最近は、毎週1回観劇するぐらいのペースになっている。去年までは、最低毎週2本は観ていただけに、ずいぶんと、ペースが落ちているうえ、新しいものへ飛び込む勇気が減ってきているような気がする。
といっても、観たことのないものは、新しいものも古いものもまだまだたくさんあるのだから、飛び込むべきものはいくらでもあるはずだ。


で、今回は、あまり飛び込んでいる感はないものの、初見の「コペンハーゲン」。何が初見かといえば、戯曲も演出も舞台に出ている村井国夫もだ。

3人による会話劇。3時間という上演時間に少々おののいたものの、実際観ていたら、時間の流れが気にならないくらい、面白く見ることが出来た。

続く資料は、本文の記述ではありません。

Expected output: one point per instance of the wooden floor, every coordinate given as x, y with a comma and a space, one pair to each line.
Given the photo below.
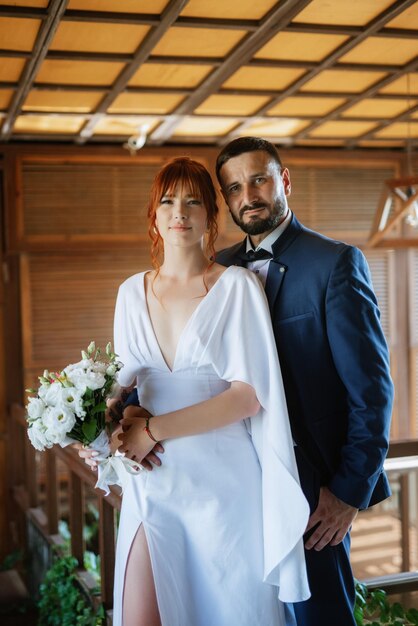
376, 545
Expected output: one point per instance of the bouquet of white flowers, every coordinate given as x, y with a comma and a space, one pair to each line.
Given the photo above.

この作品は、第二次世界大戦中のコペンハーゲンで実際にあった、当時最先端の研究をしていた二人の物理学者の会談についての物語。その日のことを、死後、魂となった二人とその妻が三人で「あのとき」のことを再現すべく、いろいろ試みる形で進んでいく。
史実を丹念に調べ上げ、その事実とそれらの係わり合いの間に潜んでいるであろう心の動きや思いを想像の力で作り上げている戯曲にまず驚き。それをシンプルな舞台の上で、ほとんど出ずっぱりで演じ続ける役者三人もまた良い。派手な場面転換も、大げさな演技もなしに、ときに緊迫し、時に和らぐ、場面の空気を自在に変えて作品世界を展開していた。

…そんな中で、惜しむらくは、肝心の場面で一瞬かんでしまった某氏であろう。ちょっと残念。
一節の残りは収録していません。